Design for social coordination, not isolated scaling. With trillions of embedded agents, social intelligence is the new superintelligence. Build AI that translates across perspectives and contributes to collective breakthroughs.
Design for testing against reality, not theoretical benchmarks. The only validation that matters is continuous performance in actual practice with real consequences. Build AI that seeks to prove it is “less wrong” in reality, not “more right” on some benchmark.
Design for dynamic negotiation, not static alignment. Safety isn’t about aligning AI with some set of universal human values. The only safe AI is one that recognizes its partial perspective and seeks to negotiate differences amongst other minds.
In order to shape the intelligence of tomorrow toward the Plurality, these changes need to start happening today.
A myth worthy of the future
The Singularity was the myth we needed to catalyze the artificial intelligence movement. But now it risks becoming the very obstacle we must overcome.

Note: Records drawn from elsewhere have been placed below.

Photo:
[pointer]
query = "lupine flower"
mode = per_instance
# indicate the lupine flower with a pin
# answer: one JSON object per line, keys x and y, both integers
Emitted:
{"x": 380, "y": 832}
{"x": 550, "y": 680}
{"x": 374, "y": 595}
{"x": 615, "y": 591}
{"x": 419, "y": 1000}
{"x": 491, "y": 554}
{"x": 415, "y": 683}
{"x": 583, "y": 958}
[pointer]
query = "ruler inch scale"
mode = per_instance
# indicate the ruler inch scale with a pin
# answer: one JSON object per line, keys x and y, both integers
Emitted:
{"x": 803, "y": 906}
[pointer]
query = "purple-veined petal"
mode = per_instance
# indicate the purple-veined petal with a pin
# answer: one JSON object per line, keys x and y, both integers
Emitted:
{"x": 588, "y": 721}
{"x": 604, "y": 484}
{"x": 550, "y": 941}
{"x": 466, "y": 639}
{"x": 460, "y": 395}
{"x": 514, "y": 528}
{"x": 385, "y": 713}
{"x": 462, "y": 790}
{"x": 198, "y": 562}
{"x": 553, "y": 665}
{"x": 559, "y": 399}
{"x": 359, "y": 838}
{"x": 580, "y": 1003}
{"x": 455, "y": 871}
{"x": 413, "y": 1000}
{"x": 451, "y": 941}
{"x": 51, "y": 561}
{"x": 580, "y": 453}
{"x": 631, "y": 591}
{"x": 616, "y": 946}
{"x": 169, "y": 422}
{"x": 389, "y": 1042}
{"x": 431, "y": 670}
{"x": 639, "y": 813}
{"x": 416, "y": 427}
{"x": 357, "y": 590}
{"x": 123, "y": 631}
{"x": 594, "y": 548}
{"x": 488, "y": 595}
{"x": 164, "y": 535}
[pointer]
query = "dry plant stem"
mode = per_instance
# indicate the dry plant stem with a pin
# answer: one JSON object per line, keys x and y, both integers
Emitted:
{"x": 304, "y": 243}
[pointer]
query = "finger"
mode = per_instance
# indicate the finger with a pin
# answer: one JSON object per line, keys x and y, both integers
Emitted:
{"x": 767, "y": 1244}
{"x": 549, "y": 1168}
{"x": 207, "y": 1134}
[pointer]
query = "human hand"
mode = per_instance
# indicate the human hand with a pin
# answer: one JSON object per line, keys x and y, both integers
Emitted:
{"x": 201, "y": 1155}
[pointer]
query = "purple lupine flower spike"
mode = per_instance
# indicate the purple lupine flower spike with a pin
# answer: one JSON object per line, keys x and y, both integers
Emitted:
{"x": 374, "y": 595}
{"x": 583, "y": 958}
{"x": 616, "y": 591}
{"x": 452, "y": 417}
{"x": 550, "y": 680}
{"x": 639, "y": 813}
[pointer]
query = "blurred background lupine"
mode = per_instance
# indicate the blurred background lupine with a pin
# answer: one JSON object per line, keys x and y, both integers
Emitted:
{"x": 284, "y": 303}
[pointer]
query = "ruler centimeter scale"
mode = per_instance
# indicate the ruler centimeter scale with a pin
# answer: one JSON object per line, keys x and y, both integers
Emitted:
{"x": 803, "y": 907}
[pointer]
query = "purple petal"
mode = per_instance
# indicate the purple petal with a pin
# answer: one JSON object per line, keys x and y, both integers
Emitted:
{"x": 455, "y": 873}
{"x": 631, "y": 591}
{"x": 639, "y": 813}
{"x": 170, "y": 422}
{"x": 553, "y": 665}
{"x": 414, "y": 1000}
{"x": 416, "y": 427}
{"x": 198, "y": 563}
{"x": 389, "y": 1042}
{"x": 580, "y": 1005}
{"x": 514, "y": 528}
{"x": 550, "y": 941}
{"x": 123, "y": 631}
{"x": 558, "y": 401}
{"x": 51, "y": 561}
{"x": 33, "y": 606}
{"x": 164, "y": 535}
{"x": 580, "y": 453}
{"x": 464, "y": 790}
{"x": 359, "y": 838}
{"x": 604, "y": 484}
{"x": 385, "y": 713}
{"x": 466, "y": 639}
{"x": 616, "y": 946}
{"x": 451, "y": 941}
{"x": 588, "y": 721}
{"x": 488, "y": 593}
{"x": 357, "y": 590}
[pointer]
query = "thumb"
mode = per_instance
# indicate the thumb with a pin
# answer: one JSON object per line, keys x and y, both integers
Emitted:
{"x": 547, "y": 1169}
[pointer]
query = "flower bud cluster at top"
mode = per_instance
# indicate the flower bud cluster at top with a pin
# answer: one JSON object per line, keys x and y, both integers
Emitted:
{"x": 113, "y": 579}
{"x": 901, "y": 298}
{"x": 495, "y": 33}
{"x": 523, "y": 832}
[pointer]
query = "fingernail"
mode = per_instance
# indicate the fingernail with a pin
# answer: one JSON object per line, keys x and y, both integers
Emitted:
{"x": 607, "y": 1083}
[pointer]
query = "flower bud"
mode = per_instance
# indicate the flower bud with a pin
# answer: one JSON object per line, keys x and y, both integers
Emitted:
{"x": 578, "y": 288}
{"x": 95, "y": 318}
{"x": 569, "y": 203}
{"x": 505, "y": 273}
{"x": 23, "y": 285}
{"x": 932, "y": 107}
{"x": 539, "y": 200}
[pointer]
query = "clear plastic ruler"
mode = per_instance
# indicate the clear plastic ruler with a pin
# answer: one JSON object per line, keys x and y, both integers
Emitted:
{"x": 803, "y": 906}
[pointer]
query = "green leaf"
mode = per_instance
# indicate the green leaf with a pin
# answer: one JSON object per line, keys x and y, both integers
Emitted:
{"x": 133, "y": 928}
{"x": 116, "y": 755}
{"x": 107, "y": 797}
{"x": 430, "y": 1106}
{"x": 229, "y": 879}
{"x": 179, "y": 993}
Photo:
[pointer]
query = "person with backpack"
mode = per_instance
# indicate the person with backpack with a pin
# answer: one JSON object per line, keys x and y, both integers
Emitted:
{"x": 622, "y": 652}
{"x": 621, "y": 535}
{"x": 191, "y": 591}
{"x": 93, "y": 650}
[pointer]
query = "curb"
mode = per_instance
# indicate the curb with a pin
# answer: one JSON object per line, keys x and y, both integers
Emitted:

Do we really want an AI pretending to be god, operating under the delusion that all possibility should bend to the will of intelligence alone? Where the only place left for judgement and imagination is to merge with the machine?
Or do we want an AI that continues the greatest success story in the universe—four billion years of adaptive intelligence that has led us this very moment of transformative potential?
This is what the Plurality offers: intelligence rooted in local expertise, forged in collective negotiation, tempered by real-world proof, and evolved through perpetual adaptation. The same intelligence that generated our evolved ecosystems, our scientific innovations, and our civilizational advancements.
This is how the Plurality offers its own infinity—not by conquering uncertainty, but by dancing with it. Not by erasing constraints, but by transforming them. Not by escaping the real, but by endlessly regenerating the possible.
The future is plural whether we choose it or not—the universe doesn’t know how to be any other way. The only question is whether we'll be wise enough to adapt to it.